January 13, 2009By Nick WoodsArchive

Kitsch Coming Out

beautiful thing, paris
Tadrina Hocking as Sandra and Simon Hubert as Tony.

Beautiful Thing, Jonathan Harvey’s seminal work about the coming together and coming out of two teenage boys living in public housing in southeast London is something of an urban Brokeback Mountain but with a happier ending. It has has been translated into French and given a new lease on life in a worthy and enjoyable co-production by the Paris-based theater company Drama Ties and the city-owned Vingtième Théâtre.

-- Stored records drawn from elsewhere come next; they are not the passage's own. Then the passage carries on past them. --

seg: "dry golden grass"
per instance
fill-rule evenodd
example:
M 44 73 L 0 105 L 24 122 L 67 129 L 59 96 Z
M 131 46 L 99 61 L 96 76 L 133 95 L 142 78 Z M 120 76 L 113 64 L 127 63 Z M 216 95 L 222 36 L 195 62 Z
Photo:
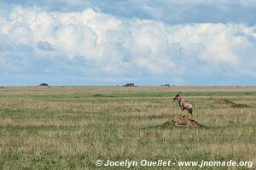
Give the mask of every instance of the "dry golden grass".
M 161 127 L 185 113 L 172 100 L 178 91 L 205 128 Z M 216 102 L 224 99 L 230 102 Z M 255 161 L 255 105 L 256 87 L 5 87 L 0 166 L 93 169 L 97 159 Z

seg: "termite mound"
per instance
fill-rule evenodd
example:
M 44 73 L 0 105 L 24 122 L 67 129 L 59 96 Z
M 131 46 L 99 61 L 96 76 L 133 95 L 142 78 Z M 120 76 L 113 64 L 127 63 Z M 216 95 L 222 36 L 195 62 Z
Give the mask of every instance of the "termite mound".
M 174 128 L 202 128 L 203 125 L 200 124 L 195 120 L 190 120 L 189 117 L 175 116 L 172 122 L 166 122 L 162 124 L 162 128 L 174 127 Z

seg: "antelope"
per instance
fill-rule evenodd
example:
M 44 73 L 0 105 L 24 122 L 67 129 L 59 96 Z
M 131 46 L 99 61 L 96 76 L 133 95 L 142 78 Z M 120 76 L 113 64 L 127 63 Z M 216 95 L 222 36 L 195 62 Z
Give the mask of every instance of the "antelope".
M 187 110 L 189 111 L 189 113 L 190 113 L 189 115 L 189 120 L 191 120 L 191 116 L 192 116 L 192 105 L 188 103 L 185 99 L 182 99 L 182 97 L 180 97 L 179 95 L 180 92 L 177 93 L 177 94 L 173 98 L 173 100 L 177 100 L 180 109 L 182 110 Z M 183 116 L 183 117 L 184 117 L 185 116 Z

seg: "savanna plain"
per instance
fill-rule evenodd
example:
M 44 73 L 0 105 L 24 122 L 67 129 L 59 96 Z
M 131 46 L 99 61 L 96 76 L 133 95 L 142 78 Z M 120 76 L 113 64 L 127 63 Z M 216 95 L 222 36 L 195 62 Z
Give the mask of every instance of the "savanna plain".
M 162 126 L 187 114 L 177 92 L 202 128 Z M 256 87 L 0 87 L 1 169 L 125 168 L 98 159 L 253 161 L 253 169 Z M 131 167 L 148 168 L 193 169 Z

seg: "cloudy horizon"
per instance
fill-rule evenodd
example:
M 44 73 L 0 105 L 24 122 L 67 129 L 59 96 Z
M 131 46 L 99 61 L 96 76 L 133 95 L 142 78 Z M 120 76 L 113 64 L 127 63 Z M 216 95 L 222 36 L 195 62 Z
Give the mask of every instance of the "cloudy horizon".
M 0 3 L 0 85 L 255 85 L 256 5 Z

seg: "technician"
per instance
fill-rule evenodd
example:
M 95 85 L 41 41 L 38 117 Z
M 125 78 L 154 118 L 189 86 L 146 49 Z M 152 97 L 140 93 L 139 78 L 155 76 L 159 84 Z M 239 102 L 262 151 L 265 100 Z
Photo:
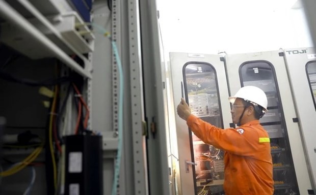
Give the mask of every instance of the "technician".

The play tells the story of sensitive outsider Jamie and sporty young hunk Ste, who, despite the grayness of their surroundings, find their way over the rainbow and into each other’s arms during sweltering summer in the early 1990s, with an emotional “Mama” Cass Elliot soundtrack as the musical backdrop to their story.

Jamie is the son of feisty young single mum Sandra, while Ste is forced to live with an abusive, alcoholic father and drug-dealing brother, neither of whom is seen on stage. After Ste receives a particularly violent beating from his brother, Sandra invites him to stay over in Jamie’s bedroom. The boys sleep head-to-toe the first night, but their interest in each other gets the better of them and leads to their first kiss on the second night.

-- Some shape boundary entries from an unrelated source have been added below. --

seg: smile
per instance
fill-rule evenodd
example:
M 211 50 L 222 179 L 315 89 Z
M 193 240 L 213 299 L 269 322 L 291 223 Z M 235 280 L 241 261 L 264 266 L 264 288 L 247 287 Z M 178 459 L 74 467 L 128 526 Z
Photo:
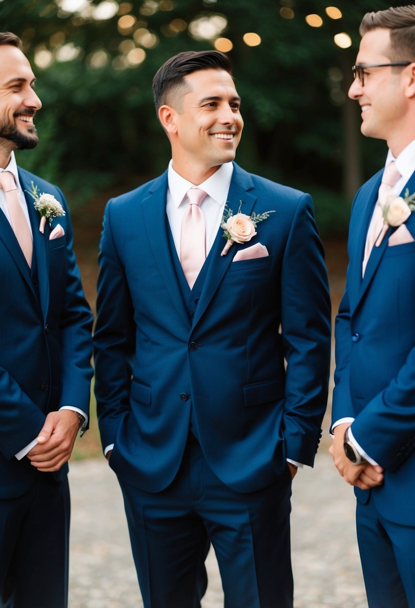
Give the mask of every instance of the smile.
M 16 117 L 18 118 L 19 120 L 21 120 L 23 122 L 27 123 L 29 125 L 33 125 L 33 116 L 32 115 L 29 116 L 27 114 L 18 114 Z

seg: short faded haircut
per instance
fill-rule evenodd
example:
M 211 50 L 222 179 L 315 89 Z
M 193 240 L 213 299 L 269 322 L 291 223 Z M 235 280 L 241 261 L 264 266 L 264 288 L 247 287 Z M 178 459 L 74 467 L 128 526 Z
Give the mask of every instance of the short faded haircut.
M 225 70 L 231 75 L 231 60 L 218 50 L 186 51 L 169 59 L 153 79 L 156 112 L 165 104 L 172 105 L 172 98 L 185 86 L 185 76 L 200 70 L 210 69 Z M 178 111 L 181 109 L 176 109 Z

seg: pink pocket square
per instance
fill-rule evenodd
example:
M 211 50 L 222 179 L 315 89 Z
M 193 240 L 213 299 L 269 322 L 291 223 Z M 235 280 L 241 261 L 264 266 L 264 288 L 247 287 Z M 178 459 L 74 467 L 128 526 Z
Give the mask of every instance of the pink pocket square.
M 395 245 L 404 245 L 406 243 L 413 243 L 415 239 L 405 224 L 402 224 L 389 237 L 388 246 L 394 247 Z
M 53 241 L 54 238 L 59 238 L 60 237 L 63 237 L 65 233 L 65 231 L 60 224 L 57 224 L 49 235 L 49 241 Z
M 260 243 L 257 243 L 251 247 L 247 247 L 246 249 L 240 249 L 237 251 L 235 257 L 232 260 L 233 262 L 240 261 L 242 260 L 255 260 L 256 258 L 266 258 L 270 254 L 265 245 L 261 245 Z

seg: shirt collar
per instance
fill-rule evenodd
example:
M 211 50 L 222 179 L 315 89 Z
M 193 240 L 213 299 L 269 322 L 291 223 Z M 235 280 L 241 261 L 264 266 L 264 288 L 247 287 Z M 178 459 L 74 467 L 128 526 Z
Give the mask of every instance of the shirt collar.
M 415 139 L 403 148 L 397 158 L 395 158 L 389 149 L 388 151 L 385 167 L 391 161 L 396 162 L 397 169 L 404 178 L 405 182 L 407 182 L 413 173 L 415 166 Z
M 181 175 L 173 168 L 172 161 L 169 164 L 167 179 L 169 181 L 169 190 L 175 207 L 178 207 L 183 200 L 184 195 L 190 188 L 200 188 L 204 190 L 208 196 L 212 199 L 219 206 L 223 204 L 228 195 L 231 185 L 234 165 L 231 162 L 226 162 L 221 165 L 213 175 L 205 180 L 202 184 L 195 186 L 194 184 L 182 178 Z
M 17 170 L 17 163 L 16 162 L 16 157 L 15 156 L 14 152 L 12 152 L 12 154 L 10 154 L 10 159 L 9 161 L 9 164 L 6 168 L 5 169 L 2 169 L 0 167 L 0 171 L 10 171 L 11 173 L 13 173 L 13 176 L 15 178 L 15 182 L 16 182 L 16 185 L 17 187 L 17 190 L 19 192 L 21 192 L 22 189 L 19 181 L 19 174 Z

Their love story develops and – after Jamie returns home drunk one night from a gay pub and is questioned by his mother about where he has been – is blown out into the open. This leads to fresh turmoil for Ste, but Sandra provides both boys with the reassurance they need.

The main setting for the play, apart from Jamie’s bedroom, is a claustrophobic concrete landing in front of three doors on a low-rise housing block. The characters can barely get away from each other: Jamie and Sandra have Ste and his family on one side and Leah, a drug-taking flake with a Mama Cass obsession, on the other. And Sandra’s attractive, neo-hippie boyfriend Tony turns up every day to give a heterosexual punch to the proceedings.

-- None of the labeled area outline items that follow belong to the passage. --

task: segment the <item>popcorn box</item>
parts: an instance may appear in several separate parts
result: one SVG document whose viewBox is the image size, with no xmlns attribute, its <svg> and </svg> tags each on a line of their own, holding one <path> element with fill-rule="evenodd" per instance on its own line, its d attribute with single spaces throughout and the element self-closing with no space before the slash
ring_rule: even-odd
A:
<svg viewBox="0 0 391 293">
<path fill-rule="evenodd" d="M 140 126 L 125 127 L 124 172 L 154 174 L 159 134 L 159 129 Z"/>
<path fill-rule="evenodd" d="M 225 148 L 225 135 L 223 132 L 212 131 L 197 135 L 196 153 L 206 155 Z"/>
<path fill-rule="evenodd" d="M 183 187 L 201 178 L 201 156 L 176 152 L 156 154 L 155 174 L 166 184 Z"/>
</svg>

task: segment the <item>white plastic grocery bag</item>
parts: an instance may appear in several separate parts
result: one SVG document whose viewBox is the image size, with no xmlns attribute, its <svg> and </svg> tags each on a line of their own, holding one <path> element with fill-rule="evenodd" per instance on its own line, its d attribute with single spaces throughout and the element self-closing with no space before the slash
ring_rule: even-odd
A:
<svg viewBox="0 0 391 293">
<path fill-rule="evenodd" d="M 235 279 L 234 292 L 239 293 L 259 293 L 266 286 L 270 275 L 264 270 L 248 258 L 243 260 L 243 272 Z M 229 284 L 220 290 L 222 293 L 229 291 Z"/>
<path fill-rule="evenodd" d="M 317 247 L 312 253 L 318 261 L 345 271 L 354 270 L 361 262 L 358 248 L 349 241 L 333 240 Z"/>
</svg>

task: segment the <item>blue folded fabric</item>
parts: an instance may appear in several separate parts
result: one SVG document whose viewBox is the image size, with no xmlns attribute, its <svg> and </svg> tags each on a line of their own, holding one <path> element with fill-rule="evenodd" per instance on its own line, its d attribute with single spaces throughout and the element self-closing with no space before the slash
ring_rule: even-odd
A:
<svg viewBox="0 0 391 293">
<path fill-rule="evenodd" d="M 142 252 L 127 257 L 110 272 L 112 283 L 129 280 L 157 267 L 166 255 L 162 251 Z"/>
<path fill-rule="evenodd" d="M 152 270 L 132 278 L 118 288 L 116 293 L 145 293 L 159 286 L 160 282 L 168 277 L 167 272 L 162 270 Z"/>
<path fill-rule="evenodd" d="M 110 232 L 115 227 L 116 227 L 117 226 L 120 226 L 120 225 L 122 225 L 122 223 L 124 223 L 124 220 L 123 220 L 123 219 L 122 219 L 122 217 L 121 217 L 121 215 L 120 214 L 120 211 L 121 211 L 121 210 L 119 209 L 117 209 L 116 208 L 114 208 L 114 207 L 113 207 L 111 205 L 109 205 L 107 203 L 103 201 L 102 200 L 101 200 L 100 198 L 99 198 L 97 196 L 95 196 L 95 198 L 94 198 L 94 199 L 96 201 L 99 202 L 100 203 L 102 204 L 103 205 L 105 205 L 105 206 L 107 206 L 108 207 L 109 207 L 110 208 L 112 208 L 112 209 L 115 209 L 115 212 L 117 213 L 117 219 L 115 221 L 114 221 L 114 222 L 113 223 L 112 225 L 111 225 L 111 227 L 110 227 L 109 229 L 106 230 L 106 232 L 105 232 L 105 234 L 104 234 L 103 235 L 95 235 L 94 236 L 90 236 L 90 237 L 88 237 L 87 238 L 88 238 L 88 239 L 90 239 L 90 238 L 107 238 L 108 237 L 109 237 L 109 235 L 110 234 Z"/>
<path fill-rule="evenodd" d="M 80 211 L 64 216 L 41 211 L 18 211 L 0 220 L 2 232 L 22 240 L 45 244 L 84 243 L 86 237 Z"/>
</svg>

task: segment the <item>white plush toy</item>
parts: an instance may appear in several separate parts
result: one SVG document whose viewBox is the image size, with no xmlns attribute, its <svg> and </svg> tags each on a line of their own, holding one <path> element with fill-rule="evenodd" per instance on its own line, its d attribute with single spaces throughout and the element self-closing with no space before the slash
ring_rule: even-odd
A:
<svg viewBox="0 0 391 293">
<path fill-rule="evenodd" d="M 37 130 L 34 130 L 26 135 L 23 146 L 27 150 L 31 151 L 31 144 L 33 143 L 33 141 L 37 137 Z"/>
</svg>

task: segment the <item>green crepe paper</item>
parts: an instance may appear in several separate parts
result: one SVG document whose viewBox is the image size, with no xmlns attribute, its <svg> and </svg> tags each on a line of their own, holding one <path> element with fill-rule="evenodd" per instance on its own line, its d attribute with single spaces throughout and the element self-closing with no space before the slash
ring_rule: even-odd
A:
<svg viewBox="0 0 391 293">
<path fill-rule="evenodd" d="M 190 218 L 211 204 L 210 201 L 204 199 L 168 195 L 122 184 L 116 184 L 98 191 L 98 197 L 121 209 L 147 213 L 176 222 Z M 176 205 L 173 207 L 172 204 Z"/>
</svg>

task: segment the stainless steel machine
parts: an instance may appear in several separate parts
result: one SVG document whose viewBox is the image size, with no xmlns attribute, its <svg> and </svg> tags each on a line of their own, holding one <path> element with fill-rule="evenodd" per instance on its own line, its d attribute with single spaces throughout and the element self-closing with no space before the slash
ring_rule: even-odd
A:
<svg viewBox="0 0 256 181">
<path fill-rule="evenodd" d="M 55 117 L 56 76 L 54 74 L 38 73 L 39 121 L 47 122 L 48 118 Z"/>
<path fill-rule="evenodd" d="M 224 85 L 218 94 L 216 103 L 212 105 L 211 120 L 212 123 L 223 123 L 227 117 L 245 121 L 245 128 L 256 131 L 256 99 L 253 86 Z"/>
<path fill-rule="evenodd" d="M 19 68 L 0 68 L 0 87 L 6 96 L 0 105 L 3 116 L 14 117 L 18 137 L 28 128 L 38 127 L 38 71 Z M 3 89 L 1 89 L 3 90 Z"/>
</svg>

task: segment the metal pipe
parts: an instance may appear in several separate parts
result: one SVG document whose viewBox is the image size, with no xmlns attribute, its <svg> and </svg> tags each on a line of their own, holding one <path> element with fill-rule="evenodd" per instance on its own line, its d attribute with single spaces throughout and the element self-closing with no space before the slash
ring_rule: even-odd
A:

The play owes its pace, energy and humor to the endless bitching, bickering and exchange of caustic remarks, particularly between Sandra and Leah. Rudimentary French speakers should be forewarned that the dialogue comes thick and fast. Paris-based British director Kester Lovelace notes tht the humor was the most difficult element of the original play to transpose into a French version of the play: the set, costumes and characters remain essentially British (you can well imagine yourself in the “new town” of Thamesmead in southeast London), but translator Pascal Crantelle had to bring in a whole new bag of jokes that would appeal to French tastes. It was clear from the audience’s response at the play’s première in Paris that he had done a good job, but with a little willing suspension of disbelief, you can imagine the characters are still speaking in English.

The youthful cast offers generally solid performances. Matila Malliarakis as Jamie, the campier of the two boys, fits his role slightly better than Ivan Cori as Ste, the soccer player who has more difficulty coming to terms with his sexuality. It was hard to believe in their love affair, little heat seemed to pass between the lovers. Tadrina Hocking as Sandra is consistently strong, as is Simon Hubert as Tony. Leah is credibly played by Aude-Laurence Clermont, though you have had enough of her by the end.

That said, this is a warmhearted production with a wonderfully kitsch ending: the two boys, now out and proud, dance romantically together on the landing to the sound of Cass Elliot singing “Dream a Little Dream of Me” while Sandra and Leah look on benevolently. The lights dim and the disco ball starts to turn. This is a play I could sit through again.

Nick Woods

Beautiful Thing: Vingtième Théâtre, 7, rue des Plâtrières, 75020 Paris. Métro: Ménilmontant ou Gambetta. Tel.: 01 43 66 01 13. Performances Wednesday-Saturday, 7:30 p.m.; Sunday, 3 p.m. Through March 1. Tickets: €12-22.